Avoiding sugar not only helps ward off acne, but also wrinkles!
“High blood sugar/insulin is associated with cross-linking of collagen fibers in the skin and throughout the body. Basically this means that the more sugar you eat, the faster you wrinkle. It’s a nasty process called glycation, and it’s believed to be a prime cause of inflamm-aging,” adds Neronha.
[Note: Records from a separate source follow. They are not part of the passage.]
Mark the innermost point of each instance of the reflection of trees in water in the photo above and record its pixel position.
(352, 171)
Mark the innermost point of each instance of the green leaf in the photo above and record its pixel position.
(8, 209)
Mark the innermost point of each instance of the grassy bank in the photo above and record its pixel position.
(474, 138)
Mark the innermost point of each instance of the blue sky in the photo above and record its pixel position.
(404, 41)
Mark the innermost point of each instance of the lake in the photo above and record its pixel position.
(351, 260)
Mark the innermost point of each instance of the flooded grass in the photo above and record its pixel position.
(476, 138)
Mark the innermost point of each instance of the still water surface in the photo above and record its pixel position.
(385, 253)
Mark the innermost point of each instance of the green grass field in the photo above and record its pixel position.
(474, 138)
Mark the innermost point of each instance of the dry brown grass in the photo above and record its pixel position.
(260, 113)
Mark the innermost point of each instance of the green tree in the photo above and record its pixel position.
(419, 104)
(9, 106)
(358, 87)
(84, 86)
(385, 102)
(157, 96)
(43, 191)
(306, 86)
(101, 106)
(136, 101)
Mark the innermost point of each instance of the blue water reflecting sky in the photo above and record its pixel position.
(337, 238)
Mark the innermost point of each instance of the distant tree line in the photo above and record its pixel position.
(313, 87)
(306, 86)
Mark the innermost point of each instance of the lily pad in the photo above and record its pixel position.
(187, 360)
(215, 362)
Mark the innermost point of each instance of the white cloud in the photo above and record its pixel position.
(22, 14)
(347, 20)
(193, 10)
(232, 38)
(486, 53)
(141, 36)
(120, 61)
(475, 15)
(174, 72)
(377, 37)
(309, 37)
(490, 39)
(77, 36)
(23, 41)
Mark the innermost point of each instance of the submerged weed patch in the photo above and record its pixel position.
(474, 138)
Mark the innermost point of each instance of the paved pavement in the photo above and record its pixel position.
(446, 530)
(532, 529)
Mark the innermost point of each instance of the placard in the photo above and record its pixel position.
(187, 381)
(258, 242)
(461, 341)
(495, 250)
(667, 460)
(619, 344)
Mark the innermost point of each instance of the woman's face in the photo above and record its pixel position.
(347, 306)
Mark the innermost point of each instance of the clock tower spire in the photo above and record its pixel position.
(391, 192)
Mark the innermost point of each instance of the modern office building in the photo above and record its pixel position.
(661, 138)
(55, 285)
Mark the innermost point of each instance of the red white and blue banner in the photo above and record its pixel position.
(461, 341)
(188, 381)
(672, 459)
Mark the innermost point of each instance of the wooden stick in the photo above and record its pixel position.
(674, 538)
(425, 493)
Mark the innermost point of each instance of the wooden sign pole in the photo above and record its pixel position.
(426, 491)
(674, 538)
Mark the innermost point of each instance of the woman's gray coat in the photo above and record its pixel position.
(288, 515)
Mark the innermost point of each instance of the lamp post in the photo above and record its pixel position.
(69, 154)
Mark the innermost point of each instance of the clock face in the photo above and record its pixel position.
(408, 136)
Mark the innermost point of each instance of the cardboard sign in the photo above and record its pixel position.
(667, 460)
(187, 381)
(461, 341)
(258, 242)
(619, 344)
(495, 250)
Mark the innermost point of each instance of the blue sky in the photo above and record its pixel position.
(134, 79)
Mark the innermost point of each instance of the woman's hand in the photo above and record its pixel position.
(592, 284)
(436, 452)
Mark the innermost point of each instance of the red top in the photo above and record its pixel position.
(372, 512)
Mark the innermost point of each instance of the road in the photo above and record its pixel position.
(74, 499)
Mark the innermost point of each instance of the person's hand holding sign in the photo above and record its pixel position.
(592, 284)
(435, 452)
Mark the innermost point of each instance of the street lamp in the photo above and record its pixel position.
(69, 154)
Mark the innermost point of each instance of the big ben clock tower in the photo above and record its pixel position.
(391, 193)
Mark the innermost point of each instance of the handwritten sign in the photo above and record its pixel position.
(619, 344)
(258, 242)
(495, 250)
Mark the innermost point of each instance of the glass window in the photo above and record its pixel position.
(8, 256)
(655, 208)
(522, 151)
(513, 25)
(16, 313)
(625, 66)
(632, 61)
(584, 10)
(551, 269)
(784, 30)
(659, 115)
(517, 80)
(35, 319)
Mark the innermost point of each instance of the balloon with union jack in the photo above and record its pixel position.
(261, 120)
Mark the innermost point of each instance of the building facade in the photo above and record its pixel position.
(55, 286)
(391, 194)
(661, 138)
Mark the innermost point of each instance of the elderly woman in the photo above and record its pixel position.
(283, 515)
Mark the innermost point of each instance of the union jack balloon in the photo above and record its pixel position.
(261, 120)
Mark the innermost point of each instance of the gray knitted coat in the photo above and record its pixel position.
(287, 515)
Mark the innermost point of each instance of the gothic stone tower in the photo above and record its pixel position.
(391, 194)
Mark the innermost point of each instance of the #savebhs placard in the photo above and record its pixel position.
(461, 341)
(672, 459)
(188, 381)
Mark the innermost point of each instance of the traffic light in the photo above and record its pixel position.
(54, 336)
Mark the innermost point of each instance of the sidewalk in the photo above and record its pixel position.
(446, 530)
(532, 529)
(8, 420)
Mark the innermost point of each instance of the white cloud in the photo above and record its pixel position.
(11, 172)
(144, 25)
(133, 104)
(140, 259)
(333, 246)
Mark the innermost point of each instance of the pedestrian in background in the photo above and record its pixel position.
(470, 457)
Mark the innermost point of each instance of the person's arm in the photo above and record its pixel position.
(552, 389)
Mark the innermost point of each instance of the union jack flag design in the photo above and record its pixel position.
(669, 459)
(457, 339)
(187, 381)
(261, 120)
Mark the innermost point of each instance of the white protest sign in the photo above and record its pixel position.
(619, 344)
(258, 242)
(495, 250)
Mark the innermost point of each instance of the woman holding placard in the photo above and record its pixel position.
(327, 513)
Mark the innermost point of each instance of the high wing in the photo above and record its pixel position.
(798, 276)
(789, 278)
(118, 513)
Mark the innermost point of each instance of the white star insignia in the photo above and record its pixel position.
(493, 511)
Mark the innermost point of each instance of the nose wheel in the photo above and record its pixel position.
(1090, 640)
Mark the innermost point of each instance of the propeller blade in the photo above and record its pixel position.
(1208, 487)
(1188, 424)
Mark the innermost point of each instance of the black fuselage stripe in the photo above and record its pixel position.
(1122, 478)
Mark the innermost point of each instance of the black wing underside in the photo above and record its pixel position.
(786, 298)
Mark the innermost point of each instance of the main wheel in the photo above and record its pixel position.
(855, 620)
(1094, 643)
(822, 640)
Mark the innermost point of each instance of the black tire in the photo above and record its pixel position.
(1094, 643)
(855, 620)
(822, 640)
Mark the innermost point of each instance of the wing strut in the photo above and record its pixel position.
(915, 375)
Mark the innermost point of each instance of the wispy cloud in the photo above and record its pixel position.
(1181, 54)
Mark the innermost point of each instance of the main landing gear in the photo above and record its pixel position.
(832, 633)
“Dairy contains loads of lactose, which is essentially sugar. But even worse than the insulin spike lactose causes are the naturally occurring hormones in milk. Think about it: cows make milk to feed their calves so they can grow into enormous cows. What do you think makes them grow? Those hormones increase testosterone and other androgens while also triggering inflammation. In study conducted by Harvard University, a direct correlation was established between high-school dairy intake and acne, where the more milk was consumed, the higher the incidence of acne. Those who consumed more milk during high school also experienced more acne later in life, especially if they drank skim milk! This actually makes sense, though, when you consider that skim milk includes a higher concentration of sugar to compensate for the loss of flavor caused by taking out the fat. And where there’s more sugar, there’s more insulin, and ultimately more acne,” says Kotsopoulos.
Highly Processed Foods
Talbot stresses that one should avoid “ingredients you cannot pronounce. If your body does not recognize it, it considers it a poison and tries to eliminate it through the skin.”
“Foods that contain chemicals, pesticides, artificial additives, and highly processed oils act as toxins in your body,” comments Kotsopoulos. “Some toxins promote inflammation as well, like highly refined vegetable oils (and the foods fried in them), trans fat, animal-based saturated fats, and even omega-6 fatty acids. Inflammation encourages bacteria to grow in the blocked pores, giving rise to a nasty case of breakouts and stressed looking skin.”